Jones was a talented, though little-known, blues musician. He quit school at the age of thirteen, after his father became ill and several crops were destroyed, in order to help out on the farm. During this period his mother bought him his first guitar. Between 1916 and 1929 he worked as a labourer. He acquired his nickname at a construction job in Garland. Because Jones came to work with a hat from which half the brim had been cut off, his boss called him “Little Hat” Jones and even made out his pay slips in this way.
In 1929 Jones was in San Antonio where he worked off and on as a street busker (me too, but not then in San Antonio) in the 1920s.
He first recorded on ‘78’*, for OKeh Records, on June 15 of that year, when he cut two records of his own, “New Two Sixteen Blues” and “Two String Blues,” and played the backing for Texas Alexander. Jones then made a contract with OKeh for three years and recorded “Rolled from Side to Side Blues,” “Hurry Blues,” “Little Hat Blues,” “Corpus Blues,” “Kentucky Blues,” “Bye Bye Baby Blues,” “Cross the Water Blues,” and “Cherry Street Blues.” He also played in such cities as New Orleans, Galveston, and Austin, and occasionally ventured into Mexico. He was influenced in his guitar playing by Blind Lemon Jefferson (which is immediately recognisable as soon as he starts playing ‘Bye Bye Baby Blues’ with that familiar syncopated approach of thumbing the bass rhythm and picking the treble end with the fingers) and played with T. Texas Tyler and Jimmie Rodgers.
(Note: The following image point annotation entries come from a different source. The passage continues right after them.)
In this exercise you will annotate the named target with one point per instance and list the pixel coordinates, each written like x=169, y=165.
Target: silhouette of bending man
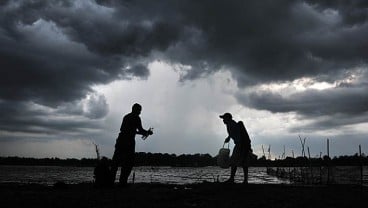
x=125, y=144
x=242, y=148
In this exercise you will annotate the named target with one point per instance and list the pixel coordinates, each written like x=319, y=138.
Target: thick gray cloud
x=53, y=52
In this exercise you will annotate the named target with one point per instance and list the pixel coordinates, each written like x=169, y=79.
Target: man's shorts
x=240, y=156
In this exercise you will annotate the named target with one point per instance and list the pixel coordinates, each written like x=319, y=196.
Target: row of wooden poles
x=292, y=174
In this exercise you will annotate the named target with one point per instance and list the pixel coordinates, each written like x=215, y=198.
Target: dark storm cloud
x=52, y=52
x=349, y=101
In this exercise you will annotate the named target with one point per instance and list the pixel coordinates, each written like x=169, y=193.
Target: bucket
x=223, y=157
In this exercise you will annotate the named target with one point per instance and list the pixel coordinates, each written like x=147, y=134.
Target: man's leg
x=232, y=173
x=245, y=170
x=114, y=166
x=124, y=174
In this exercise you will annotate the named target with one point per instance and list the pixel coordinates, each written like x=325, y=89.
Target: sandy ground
x=194, y=195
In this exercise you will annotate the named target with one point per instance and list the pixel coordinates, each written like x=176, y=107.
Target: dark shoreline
x=190, y=195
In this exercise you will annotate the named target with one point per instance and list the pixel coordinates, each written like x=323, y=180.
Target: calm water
x=170, y=175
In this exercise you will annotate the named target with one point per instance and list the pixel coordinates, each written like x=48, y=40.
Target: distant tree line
x=190, y=160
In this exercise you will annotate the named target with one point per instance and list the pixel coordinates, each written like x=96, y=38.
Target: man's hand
x=227, y=139
x=147, y=133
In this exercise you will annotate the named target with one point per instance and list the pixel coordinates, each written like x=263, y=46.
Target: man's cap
x=226, y=116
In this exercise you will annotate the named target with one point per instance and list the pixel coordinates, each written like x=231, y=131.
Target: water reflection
x=171, y=175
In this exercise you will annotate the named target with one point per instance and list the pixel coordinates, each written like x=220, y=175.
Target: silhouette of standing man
x=242, y=148
x=125, y=144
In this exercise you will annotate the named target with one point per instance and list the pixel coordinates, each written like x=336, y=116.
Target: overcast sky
x=71, y=69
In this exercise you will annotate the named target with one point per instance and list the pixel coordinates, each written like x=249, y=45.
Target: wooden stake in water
x=361, y=164
x=328, y=162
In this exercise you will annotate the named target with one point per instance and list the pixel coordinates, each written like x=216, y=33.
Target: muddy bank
x=193, y=195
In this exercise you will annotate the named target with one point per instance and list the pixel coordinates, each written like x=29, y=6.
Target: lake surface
x=170, y=175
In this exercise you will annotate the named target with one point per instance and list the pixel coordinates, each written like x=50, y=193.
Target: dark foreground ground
x=195, y=195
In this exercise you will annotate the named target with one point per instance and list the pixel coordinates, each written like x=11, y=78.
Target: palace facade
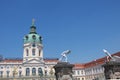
x=33, y=65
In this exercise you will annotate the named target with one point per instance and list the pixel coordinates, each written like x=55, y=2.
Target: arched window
x=27, y=71
x=33, y=52
x=27, y=52
x=33, y=71
x=39, y=52
x=40, y=72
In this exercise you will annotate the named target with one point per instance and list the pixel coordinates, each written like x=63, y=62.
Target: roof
x=96, y=62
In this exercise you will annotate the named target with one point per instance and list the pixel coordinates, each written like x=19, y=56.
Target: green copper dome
x=32, y=37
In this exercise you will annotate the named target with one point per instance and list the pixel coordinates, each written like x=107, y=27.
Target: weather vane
x=33, y=21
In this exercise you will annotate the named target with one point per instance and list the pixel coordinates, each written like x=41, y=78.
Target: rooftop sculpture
x=64, y=56
x=113, y=58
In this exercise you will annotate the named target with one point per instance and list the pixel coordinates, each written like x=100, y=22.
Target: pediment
x=34, y=61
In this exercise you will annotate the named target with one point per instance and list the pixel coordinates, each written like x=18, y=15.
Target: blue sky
x=83, y=26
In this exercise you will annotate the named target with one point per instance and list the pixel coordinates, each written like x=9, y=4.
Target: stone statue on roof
x=113, y=58
x=64, y=56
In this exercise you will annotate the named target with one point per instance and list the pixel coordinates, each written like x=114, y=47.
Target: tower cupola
x=32, y=37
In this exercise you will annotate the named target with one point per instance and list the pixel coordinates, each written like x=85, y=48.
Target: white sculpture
x=64, y=56
x=113, y=58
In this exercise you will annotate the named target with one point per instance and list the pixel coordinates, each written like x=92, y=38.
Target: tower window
x=27, y=71
x=33, y=52
x=39, y=52
x=34, y=37
x=26, y=37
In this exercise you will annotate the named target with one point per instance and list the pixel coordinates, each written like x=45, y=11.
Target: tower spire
x=33, y=28
x=33, y=22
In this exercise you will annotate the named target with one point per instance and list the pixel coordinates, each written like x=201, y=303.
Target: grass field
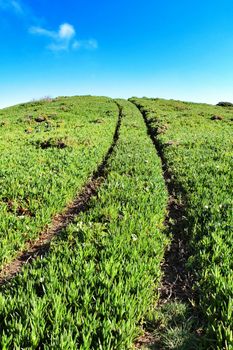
x=196, y=143
x=100, y=279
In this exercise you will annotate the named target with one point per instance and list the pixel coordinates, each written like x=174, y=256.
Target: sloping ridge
x=42, y=244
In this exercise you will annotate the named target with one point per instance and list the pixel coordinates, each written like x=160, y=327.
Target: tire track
x=41, y=245
x=177, y=281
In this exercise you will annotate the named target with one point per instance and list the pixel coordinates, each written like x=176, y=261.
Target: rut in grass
x=176, y=288
x=42, y=244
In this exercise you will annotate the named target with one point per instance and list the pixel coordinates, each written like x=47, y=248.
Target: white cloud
x=90, y=44
x=12, y=5
x=42, y=31
x=64, y=38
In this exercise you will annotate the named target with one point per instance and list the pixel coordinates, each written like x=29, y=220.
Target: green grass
x=99, y=280
x=172, y=325
x=49, y=149
x=198, y=152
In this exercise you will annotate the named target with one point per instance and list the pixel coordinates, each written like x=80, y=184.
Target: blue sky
x=157, y=48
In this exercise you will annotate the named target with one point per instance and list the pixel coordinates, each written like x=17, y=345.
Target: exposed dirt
x=50, y=143
x=41, y=245
x=177, y=281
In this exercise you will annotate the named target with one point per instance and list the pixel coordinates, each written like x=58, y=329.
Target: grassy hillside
x=195, y=141
x=49, y=149
x=99, y=283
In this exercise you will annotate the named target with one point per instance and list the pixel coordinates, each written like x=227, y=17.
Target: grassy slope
x=198, y=152
x=37, y=183
x=99, y=279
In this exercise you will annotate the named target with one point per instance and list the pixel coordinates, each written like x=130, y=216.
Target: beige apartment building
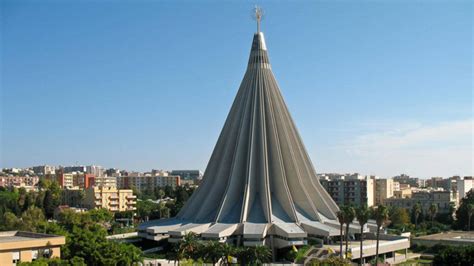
x=384, y=189
x=17, y=246
x=402, y=193
x=353, y=189
x=444, y=200
x=111, y=198
x=141, y=182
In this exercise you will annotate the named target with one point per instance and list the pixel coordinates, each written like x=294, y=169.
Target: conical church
x=259, y=186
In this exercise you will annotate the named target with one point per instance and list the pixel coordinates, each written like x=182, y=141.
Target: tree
x=10, y=221
x=49, y=203
x=381, y=218
x=363, y=215
x=213, y=251
x=340, y=219
x=349, y=215
x=432, y=211
x=188, y=246
x=462, y=213
x=470, y=212
x=416, y=211
x=31, y=218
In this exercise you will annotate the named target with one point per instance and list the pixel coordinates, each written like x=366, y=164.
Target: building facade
x=188, y=174
x=17, y=246
x=348, y=189
x=143, y=183
x=28, y=182
x=444, y=200
x=44, y=169
x=464, y=186
x=110, y=198
x=384, y=189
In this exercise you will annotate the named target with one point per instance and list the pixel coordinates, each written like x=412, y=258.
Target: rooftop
x=453, y=235
x=15, y=236
x=20, y=239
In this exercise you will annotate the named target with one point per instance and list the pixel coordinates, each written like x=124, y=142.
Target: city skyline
x=151, y=99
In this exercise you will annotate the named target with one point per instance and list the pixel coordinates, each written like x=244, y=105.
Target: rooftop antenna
x=258, y=16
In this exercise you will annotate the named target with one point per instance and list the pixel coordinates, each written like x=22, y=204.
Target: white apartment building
x=142, y=183
x=464, y=186
x=97, y=171
x=384, y=189
x=350, y=188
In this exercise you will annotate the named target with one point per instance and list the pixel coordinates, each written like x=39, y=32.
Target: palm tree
x=340, y=218
x=381, y=217
x=349, y=215
x=433, y=210
x=213, y=251
x=363, y=215
x=470, y=212
x=188, y=246
x=416, y=213
x=227, y=250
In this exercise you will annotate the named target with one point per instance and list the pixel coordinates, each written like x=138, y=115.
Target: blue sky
x=376, y=87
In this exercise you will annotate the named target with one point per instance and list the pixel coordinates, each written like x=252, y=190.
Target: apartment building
x=402, y=193
x=188, y=174
x=17, y=246
x=408, y=180
x=353, y=189
x=110, y=198
x=444, y=200
x=384, y=189
x=28, y=182
x=44, y=169
x=464, y=186
x=142, y=182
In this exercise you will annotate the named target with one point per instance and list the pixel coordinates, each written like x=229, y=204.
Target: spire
x=259, y=171
x=258, y=16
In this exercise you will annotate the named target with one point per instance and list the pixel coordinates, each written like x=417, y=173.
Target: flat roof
x=19, y=239
x=453, y=235
x=15, y=236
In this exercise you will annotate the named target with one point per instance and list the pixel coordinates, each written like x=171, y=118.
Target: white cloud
x=441, y=149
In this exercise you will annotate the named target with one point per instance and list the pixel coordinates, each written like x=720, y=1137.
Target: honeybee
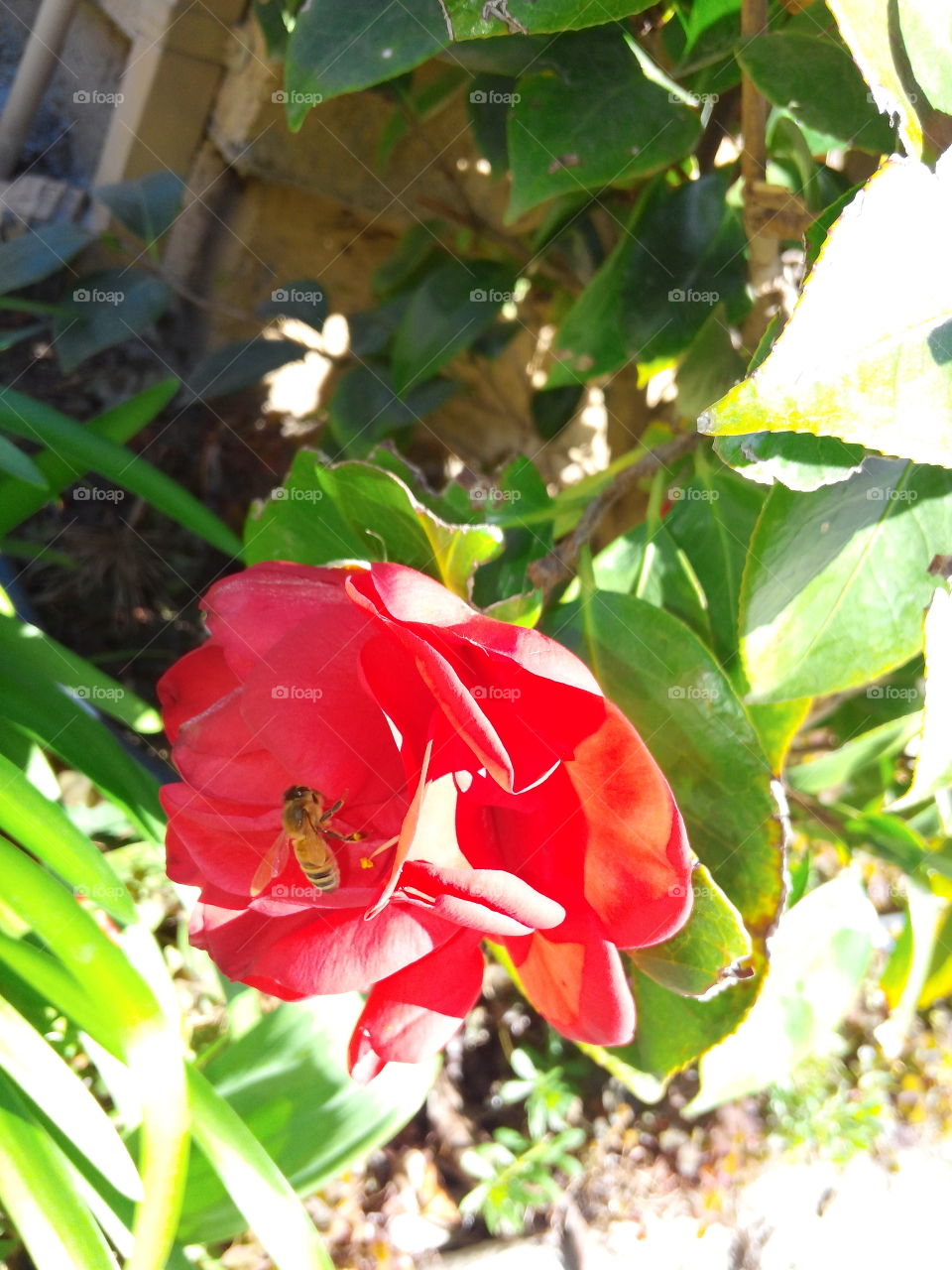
x=304, y=828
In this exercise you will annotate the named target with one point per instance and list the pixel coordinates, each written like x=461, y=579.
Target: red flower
x=488, y=790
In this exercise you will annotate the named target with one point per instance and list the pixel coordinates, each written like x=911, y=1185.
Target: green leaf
x=819, y=956
x=39, y=253
x=45, y=829
x=107, y=309
x=842, y=765
x=683, y=254
x=472, y=21
x=19, y=466
x=18, y=502
x=39, y=1193
x=254, y=1183
x=703, y=952
x=240, y=366
x=148, y=206
x=359, y=512
x=61, y=724
x=673, y=690
x=452, y=308
x=927, y=35
x=674, y=693
x=334, y=50
x=837, y=580
x=597, y=119
x=817, y=81
x=63, y=1098
x=712, y=521
x=869, y=27
x=30, y=647
x=867, y=354
x=286, y=1080
x=794, y=458
x=933, y=763
x=79, y=445
x=366, y=407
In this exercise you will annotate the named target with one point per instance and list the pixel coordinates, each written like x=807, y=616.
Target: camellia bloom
x=461, y=779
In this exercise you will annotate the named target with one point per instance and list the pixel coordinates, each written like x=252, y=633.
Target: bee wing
x=272, y=864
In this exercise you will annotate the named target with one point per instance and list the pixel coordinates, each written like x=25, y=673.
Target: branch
x=558, y=566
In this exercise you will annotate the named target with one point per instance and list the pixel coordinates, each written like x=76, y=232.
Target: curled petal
x=485, y=899
x=248, y=612
x=575, y=979
x=191, y=685
x=414, y=1012
x=312, y=952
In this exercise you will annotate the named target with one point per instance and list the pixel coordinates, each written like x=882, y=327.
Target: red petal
x=486, y=899
x=416, y=1011
x=250, y=611
x=576, y=983
x=194, y=683
x=316, y=951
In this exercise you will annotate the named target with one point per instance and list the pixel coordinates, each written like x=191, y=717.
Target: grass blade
x=35, y=421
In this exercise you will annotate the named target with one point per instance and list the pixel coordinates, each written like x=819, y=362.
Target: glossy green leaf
x=39, y=253
x=79, y=445
x=794, y=458
x=817, y=81
x=683, y=257
x=705, y=952
x=287, y=1080
x=19, y=465
x=867, y=354
x=359, y=512
x=711, y=520
x=255, y=1184
x=107, y=309
x=336, y=50
x=925, y=27
x=817, y=959
x=45, y=829
x=673, y=690
x=475, y=21
x=32, y=648
x=61, y=724
x=18, y=502
x=869, y=27
x=148, y=204
x=597, y=119
x=933, y=763
x=35, y=1066
x=837, y=580
x=452, y=308
x=839, y=766
x=40, y=1194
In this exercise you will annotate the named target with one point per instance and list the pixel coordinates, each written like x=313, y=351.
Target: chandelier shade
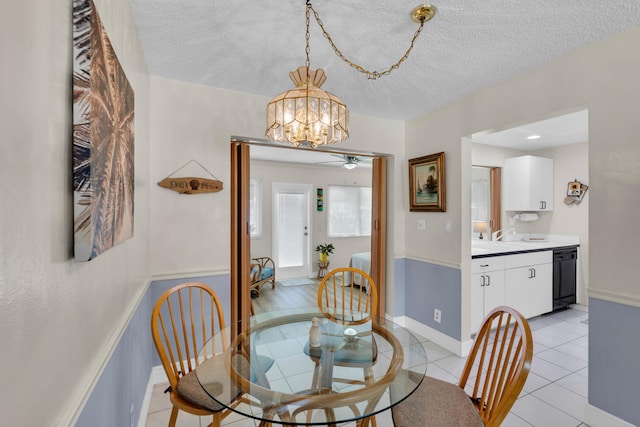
x=307, y=113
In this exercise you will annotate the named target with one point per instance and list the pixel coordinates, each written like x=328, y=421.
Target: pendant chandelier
x=312, y=116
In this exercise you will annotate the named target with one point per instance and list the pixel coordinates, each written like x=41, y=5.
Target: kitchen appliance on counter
x=564, y=277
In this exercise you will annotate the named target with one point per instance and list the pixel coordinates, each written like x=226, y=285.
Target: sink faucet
x=499, y=234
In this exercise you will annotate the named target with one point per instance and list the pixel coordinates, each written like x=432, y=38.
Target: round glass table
x=272, y=373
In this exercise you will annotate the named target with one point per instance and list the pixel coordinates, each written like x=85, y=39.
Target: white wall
x=190, y=233
x=319, y=177
x=602, y=78
x=570, y=162
x=59, y=319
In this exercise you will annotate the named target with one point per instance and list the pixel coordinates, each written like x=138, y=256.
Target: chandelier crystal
x=307, y=113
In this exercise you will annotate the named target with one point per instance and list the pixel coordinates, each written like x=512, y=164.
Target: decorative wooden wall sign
x=103, y=139
x=190, y=184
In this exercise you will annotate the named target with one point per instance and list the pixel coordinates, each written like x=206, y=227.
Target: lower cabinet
x=487, y=288
x=529, y=283
x=522, y=281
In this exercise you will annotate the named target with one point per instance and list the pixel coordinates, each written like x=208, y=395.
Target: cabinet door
x=530, y=289
x=493, y=291
x=487, y=293
x=477, y=301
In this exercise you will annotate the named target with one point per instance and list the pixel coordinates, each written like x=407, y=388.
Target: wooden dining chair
x=345, y=290
x=492, y=378
x=184, y=319
x=349, y=296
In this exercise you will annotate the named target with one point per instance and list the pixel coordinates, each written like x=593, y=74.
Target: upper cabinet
x=528, y=184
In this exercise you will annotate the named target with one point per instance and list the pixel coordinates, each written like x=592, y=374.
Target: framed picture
x=427, y=184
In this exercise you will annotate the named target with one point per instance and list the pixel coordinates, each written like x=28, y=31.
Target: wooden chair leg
x=217, y=419
x=174, y=417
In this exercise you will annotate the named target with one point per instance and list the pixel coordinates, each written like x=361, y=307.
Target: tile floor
x=554, y=395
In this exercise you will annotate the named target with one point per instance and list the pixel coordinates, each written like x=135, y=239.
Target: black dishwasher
x=564, y=277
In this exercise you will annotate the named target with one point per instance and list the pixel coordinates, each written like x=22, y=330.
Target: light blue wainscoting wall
x=428, y=286
x=399, y=273
x=614, y=351
x=124, y=380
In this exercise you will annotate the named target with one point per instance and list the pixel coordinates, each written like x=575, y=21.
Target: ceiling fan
x=348, y=161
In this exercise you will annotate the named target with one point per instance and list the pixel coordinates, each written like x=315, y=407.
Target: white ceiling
x=561, y=130
x=250, y=46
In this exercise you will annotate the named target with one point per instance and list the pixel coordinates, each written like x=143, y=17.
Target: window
x=255, y=208
x=349, y=211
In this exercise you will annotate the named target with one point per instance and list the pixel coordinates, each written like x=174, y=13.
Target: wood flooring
x=283, y=297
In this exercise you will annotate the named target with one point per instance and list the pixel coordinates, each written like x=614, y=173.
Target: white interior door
x=291, y=228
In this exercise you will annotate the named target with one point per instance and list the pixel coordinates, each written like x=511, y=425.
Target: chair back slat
x=500, y=361
x=184, y=319
x=346, y=290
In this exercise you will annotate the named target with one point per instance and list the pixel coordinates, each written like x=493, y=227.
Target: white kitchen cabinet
x=487, y=287
x=528, y=183
x=529, y=283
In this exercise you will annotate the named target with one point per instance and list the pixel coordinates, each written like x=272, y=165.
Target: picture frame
x=427, y=186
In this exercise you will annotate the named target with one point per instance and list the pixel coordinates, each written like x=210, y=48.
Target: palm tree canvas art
x=103, y=139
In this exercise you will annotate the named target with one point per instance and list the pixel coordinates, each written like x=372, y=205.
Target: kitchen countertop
x=516, y=243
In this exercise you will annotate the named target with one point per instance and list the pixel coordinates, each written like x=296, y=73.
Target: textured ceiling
x=250, y=46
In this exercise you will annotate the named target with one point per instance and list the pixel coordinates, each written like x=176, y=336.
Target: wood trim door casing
x=379, y=229
x=240, y=238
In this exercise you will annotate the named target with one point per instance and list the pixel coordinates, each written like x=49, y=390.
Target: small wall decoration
x=103, y=139
x=575, y=192
x=190, y=184
x=427, y=184
x=320, y=199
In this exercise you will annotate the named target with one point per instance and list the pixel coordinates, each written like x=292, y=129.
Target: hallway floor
x=554, y=395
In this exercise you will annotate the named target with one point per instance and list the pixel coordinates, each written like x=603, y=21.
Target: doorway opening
x=291, y=223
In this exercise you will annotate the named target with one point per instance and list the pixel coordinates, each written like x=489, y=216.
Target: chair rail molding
x=632, y=300
x=460, y=348
x=79, y=397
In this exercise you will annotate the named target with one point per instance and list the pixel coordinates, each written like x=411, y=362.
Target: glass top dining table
x=272, y=373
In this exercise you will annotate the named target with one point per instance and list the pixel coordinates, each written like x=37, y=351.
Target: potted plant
x=325, y=249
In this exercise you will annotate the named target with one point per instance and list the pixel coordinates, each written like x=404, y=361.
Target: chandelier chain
x=371, y=75
x=307, y=49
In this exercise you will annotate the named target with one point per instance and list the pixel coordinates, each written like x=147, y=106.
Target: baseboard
x=80, y=395
x=459, y=348
x=157, y=376
x=596, y=417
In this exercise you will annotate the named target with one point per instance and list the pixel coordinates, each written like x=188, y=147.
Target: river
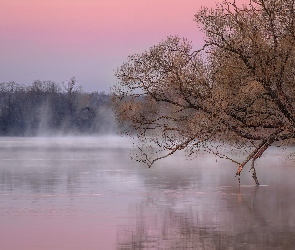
x=86, y=193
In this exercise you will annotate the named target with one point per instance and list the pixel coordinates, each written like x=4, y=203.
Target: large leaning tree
x=238, y=90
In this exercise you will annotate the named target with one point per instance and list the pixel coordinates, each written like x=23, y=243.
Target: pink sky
x=57, y=39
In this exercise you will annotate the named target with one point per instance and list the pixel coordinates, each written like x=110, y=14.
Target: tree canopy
x=238, y=90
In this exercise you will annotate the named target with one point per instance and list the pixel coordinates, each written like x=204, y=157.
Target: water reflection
x=86, y=194
x=245, y=218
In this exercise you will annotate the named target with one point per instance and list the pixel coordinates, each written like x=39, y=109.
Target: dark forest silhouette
x=48, y=108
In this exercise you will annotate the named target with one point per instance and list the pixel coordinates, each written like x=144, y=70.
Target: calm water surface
x=86, y=193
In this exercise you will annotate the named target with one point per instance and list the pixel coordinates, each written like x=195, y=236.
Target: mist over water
x=86, y=193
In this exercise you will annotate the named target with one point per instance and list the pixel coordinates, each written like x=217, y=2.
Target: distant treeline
x=48, y=108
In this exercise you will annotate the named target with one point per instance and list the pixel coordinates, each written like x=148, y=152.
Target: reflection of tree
x=241, y=219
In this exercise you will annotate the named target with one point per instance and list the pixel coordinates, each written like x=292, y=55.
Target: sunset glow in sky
x=88, y=39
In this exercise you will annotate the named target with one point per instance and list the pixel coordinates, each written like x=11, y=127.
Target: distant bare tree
x=238, y=90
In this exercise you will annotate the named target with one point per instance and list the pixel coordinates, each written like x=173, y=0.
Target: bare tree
x=238, y=90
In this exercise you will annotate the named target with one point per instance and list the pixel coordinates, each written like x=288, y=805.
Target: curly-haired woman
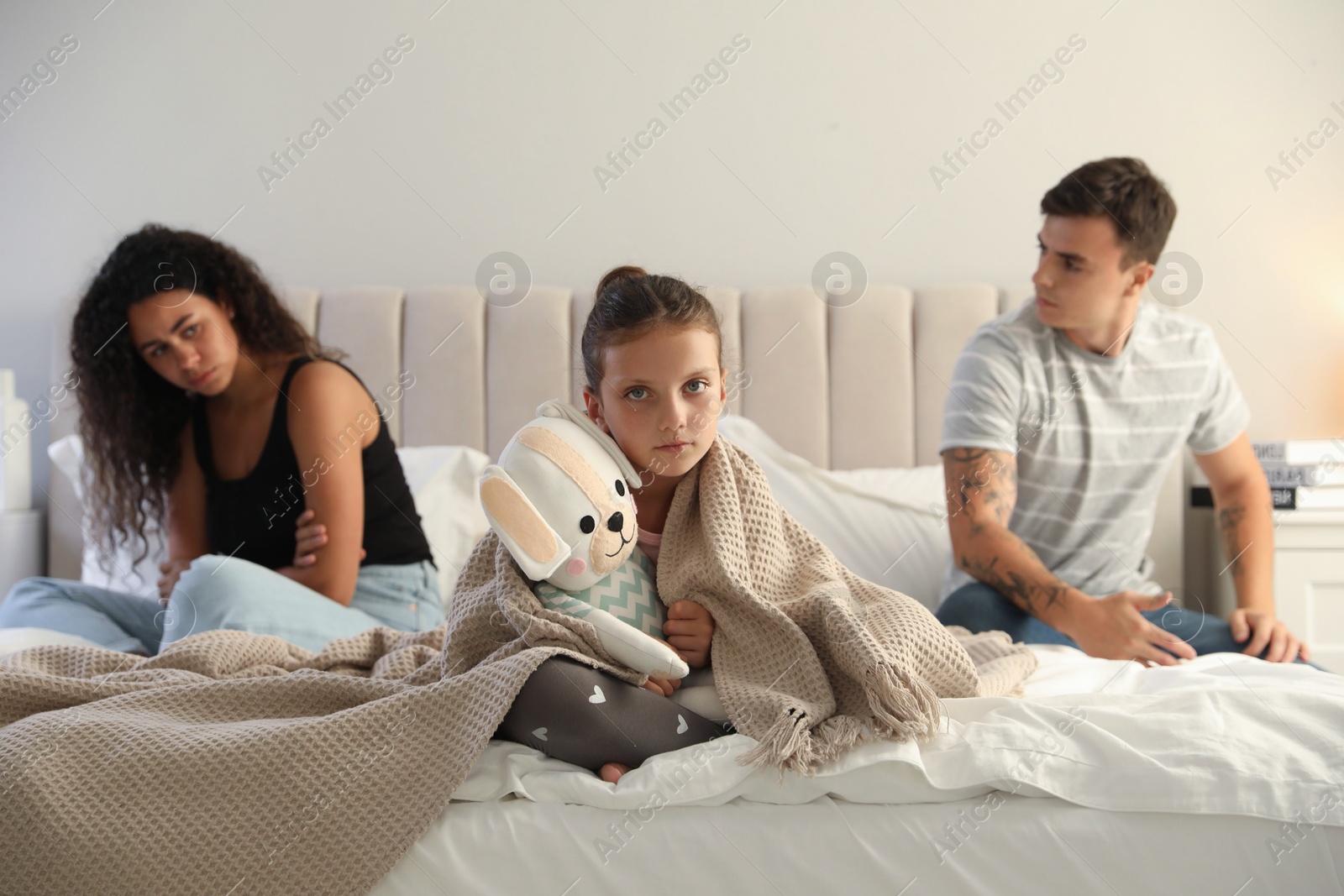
x=207, y=409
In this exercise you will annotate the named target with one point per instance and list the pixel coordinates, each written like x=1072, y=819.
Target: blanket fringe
x=786, y=745
x=902, y=705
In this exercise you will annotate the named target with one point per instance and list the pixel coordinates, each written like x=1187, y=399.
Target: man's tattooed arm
x=981, y=488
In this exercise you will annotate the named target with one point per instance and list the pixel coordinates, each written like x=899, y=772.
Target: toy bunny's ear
x=537, y=547
x=568, y=411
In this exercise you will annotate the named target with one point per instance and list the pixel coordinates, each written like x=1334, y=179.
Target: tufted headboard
x=860, y=385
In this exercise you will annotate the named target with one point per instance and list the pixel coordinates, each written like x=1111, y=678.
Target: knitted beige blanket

*‘78’ = 78 revolutions per minute, one of the earlier types of gramophone records for popular distribution, superseded by the 45rpm on which most ‘singles’ were distributed until cassette tapes and CDs took over.
Jones’s style is marked by his tendency to start off songs quickly and then slow down once he began to sing. He had in my view, a classic ‘shout’ timbre, jagged but impressive. Once a forgotten obscurity, Jones became better known later in the 20th century as historians began to explore the Okeh Records catalogue, and his posthumous fame was boosted by the appearance of his song “Bye Bye Baby Blues” in the movie, ‘Ghost World’ in 2001.
In 1937 Jones settled in Naples, Texas, with his second wife, Janie Traylor, and worked at odd jobs. In the years before his death he was employed at the Red River Army Depot. He died on March 7, 1981.